Deadline U.S.A. (1952)
‘It’s not enough any more to give ’em just news. They want comics, contests, puzzles. They want to know how to bake a cake, win friends, and influence the future. Ergo, horoscopes, tips on the horses, interpretation of dreams so they can win on the numbers lottery. And, if they accidentally stumble on the first page… news!’
The first time I watched Deadline – U.S.A., I was blown away by the charismatic acting and witty dialogue, even if I sort of lamented that all this was mostly put in the service of a sentimental eulogy of the press (I had similar feelings about the fifth season of The Wire). Rewatching the film, though, it’s even better than I remembered… It’s not just that I’ve grown to romanticize ethically committed newspapers and to fetishize the background sound of non-stop typewriters; it’s the whole vibrant atmosphere of seasoned pros fighting for and against the world.
Macao (1952)
‘Besides her obvious talents, she also sings.’

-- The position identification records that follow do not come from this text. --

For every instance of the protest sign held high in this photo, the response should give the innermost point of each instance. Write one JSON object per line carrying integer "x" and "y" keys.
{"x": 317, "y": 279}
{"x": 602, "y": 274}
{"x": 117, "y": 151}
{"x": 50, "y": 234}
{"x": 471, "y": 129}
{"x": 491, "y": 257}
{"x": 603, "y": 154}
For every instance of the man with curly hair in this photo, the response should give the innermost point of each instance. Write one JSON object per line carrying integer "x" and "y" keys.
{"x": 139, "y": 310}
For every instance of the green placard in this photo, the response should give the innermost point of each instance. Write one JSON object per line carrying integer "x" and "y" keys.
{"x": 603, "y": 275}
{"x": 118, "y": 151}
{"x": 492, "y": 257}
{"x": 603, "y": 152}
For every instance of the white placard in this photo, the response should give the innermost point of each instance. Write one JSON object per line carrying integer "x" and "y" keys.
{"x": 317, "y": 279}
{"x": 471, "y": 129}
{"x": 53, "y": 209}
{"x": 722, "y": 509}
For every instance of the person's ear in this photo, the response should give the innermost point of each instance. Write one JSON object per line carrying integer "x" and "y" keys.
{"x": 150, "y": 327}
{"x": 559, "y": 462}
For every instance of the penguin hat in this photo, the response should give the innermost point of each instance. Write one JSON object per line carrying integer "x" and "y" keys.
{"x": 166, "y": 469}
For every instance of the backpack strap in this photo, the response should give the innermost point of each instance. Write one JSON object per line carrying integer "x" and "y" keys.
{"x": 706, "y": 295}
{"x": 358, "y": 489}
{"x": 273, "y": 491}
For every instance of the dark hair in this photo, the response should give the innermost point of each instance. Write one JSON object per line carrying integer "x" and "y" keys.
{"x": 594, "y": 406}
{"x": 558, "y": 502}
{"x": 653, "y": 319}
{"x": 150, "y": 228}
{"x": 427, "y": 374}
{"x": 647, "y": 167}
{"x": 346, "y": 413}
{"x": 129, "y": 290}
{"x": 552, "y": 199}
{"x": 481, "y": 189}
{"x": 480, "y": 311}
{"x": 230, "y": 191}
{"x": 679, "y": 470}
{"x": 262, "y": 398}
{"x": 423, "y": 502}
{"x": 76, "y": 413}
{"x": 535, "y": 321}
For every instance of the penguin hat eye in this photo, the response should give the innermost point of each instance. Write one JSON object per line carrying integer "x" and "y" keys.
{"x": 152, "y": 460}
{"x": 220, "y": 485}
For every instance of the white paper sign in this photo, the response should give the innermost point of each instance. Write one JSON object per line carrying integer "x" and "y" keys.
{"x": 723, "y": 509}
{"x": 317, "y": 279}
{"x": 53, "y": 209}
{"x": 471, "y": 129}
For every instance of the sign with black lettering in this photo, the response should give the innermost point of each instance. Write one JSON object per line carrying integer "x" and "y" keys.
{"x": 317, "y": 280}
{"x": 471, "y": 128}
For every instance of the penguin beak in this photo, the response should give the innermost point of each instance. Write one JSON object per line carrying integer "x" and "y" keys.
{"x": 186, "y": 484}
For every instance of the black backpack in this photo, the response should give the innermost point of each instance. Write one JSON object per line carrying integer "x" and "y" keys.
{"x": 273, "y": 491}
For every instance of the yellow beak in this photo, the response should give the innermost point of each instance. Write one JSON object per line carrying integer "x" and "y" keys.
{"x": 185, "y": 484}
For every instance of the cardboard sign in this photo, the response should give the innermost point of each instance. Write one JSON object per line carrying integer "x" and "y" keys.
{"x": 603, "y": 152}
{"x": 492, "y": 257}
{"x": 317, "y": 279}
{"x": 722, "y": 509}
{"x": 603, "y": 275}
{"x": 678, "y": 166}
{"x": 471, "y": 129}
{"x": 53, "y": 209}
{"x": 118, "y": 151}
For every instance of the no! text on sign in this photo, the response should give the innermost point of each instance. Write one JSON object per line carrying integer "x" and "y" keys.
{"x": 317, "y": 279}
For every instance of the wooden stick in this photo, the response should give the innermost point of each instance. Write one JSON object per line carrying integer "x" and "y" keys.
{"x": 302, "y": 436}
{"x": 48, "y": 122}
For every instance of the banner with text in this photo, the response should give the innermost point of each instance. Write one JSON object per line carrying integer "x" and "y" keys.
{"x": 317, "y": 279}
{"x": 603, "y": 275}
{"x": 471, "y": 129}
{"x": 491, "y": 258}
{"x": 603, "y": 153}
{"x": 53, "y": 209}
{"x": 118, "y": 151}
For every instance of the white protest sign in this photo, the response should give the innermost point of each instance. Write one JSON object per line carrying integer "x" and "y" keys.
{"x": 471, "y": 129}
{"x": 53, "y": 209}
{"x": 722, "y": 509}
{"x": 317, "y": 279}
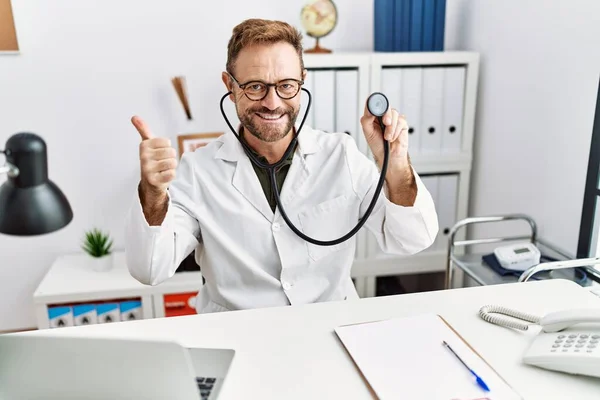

Set in Hollywood’s version of the titular city back when it was a Portuguese colony, bursting with corruption, vice, smuggling, gambling, racketeering, and horny drifters desperate for a buck while putting up with the infernal heat (‘unhealthy for humans’, as a barometer bluntly indicates), Macao is a great example of a flower blooming in the most adverse circumstances. By all accounts the shoot was a mess, with director Josef von Sternberg eventually replaced by Nicholas Ray and the screenplay getting constantly rewritten, in addition to censorship challenges and problematic politics… And yet, the setting oozes with atmosphere and personality, the dialogue sparkles, and the cast sell exactly the sort of world-weary characterization that adorns all the best noirs – not only the leads Jane Russell and Robert Mitchum (talk about chemistry!), but also Gloria Grahame in an underwritten part that she supposedly didn’t want but which she totally knocks out of the ballpark.
Scandal Sheet (1952)
‘You can find a needle in a haystack if you look long enough.’
A pungently cynical counterpart to Deadline – U.S.A., this diabolical contraption follows a murder investigation through the sensationalist eyes of a rising tabloid newspaper. The world of Scandal Sheet is so damn venal that even the killer is willing to risk freedom in order to sell more copies!